— Честно говоря, он действовал не совсем благородно и даже немного коварно. То, что случилось, буквально застало меня врасплох. Мы были вместе всего шесть недель.
— Шесть недель?
— Да, представь себе. Мы шли на спектакль в «Колибри» и как раз проходили по Бул-стрит, когда он вдруг остановился, повернулся ко мне и сказал: «Я уже давно думаю об этом. И прямо сейчас хочу сказать, что влюблен в тебя». Мне тогда и в голову не приходило влюбиться в Деймона, но я не могла себе позволить быть с ним грубой, да и перспектива всю ночь выслушивать его жалобы на то, что не ответила ему взаимностью, не грела. Поэтому я улыбнулась и сказала: «Я тоже тебя люблю». Его лицо осветилось радостной улыбкой, и хорошее настроение не покидало его весь вечер. Я же чувствовала себя ужасно, потому что то, что я сказала ему, было неправдой, хотя потом все-таки стало правдой.
— Так ты все же любила его по-настоящему?
— Да. Это было совершенно не то, что было раньше. Это была любовь взрослых людей.
— И как это было?
— Словами этого не описать. Но когда ты чувствуешь это, ты знаешь, что это именно оно, и ничто другое. — Я смеюсь, мобилизовав все свое самообладание и пытаясь сменить настроение. — Теперь твой черед. Я рассказала тебе обо всем, как на исповеди. Теперь ты расскажи о себе. Сколько раз ты говорил «Я тебя люблю»?
— Ни разу.
— Ни разу?
— Да, представь себе большой жирный ноль.
— Не понимаю. Как ты дожил до двадцати трех лет и ни разу не сказал ни одной девушке, что любишь ее.
— Да я никогда и не думал о том, чтобы сказать «Я люблю тебя», — отвечает Джим. — Я имею в виду то, что до двадцати трех лет на долю любого парня выпадает не так уж много случаев, когда необходимо произнести эти слова.
— Как ты можешь говорить такое? — недоверчиво спрашиваю я.
— Но это правда.
— Но ведь до меня у тебя были подружки. И ты что, никогда не говорил им, что любишь их?
— Признаюсь, что я действительно со многими встречался, но ни одна из них не вдохнула в меня желания, которое, по моему мнению, должно быть в твоей душе для того, чтобы произнести эти три слова.
— Ни одна из них?
— Ни одна.
— И ты никогда не был близок к тому, чтобы их произнести?
— В общем-то, никогда. Хотя некоторые из девушек говорили, что любят меня.

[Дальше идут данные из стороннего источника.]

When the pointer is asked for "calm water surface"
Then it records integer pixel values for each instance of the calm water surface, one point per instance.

— А что ты отвечал им на это?
— Я отвечал: «Рад слышать, спасибо».
Я со страхом посмотрела на Джима:
— Признайся, ты меня разыгрываешь?
— Оглядываясь на прошлое, сегодня могу признать, что это были не самые лучшие ответы, какие я мог придумать для тех случаев, но, что поделаешь, именно так все и было. Мне кажется, я не был невежлив по отношению к девушкам.
— Позволь мне уточнить кое-что, чтобы понять тебя правильно. Они говорят: «Джим, я думаю, что люблю тебя», а ты отвечаешь: «Рад слышать, дружище, спасибо»?
— Я не говорил им «дружище», это было бы глупо. Но, в общем-то, мой ответ был кратким и звучал примерно так.
— Ты, наверное, был кем-то вроде чародея. Полагаю, мне повезло, как это следует из твоего рассказа, что я не стала бы единственной в мире девушкой, сказавшей «Я тебя люблю» и получившей ничего не значащий ответ.
— Самое смешное, — говорит Джим, — что чем меньше таких слов ты произносишь, тем значительнее они для тебя становятся.
— Что-то не могу врубиться в то, о чем ты говоришь.
— Ну смотри, все происходит так: дело не в том, что я не верю в любовь. Я верю. Просто мне кажется, что я отношусь к ней серьезнее и с большим благоговением, чем те, кто попросту постоянно и чуть ли не ежедневно бросаются такими словами.
— Ты имеешь в виду меня? — как бы шутя спрашиваю я.
— Конечно. Пойми, для меня эти слова «Я люблю тебя» подобны одной из тех красных кнопок подачи тревожного сигнала за стеклом, на котором написано: «Разбить стекло и нажать в случае чрезвычайной ситуации», а в любом другом случае, не связанном с чрезвычайной ситуацией, то есть обычном, тривиальном, я не намерен разбивать стекло.
— Теперь мне ясно, что может иметь для тебя смысл.
— А что я еще могу сказать? Если я этого не чувствую, я не буду произносить эти слова того лишь ради, чтобы кто-то почувствовал себя лучше.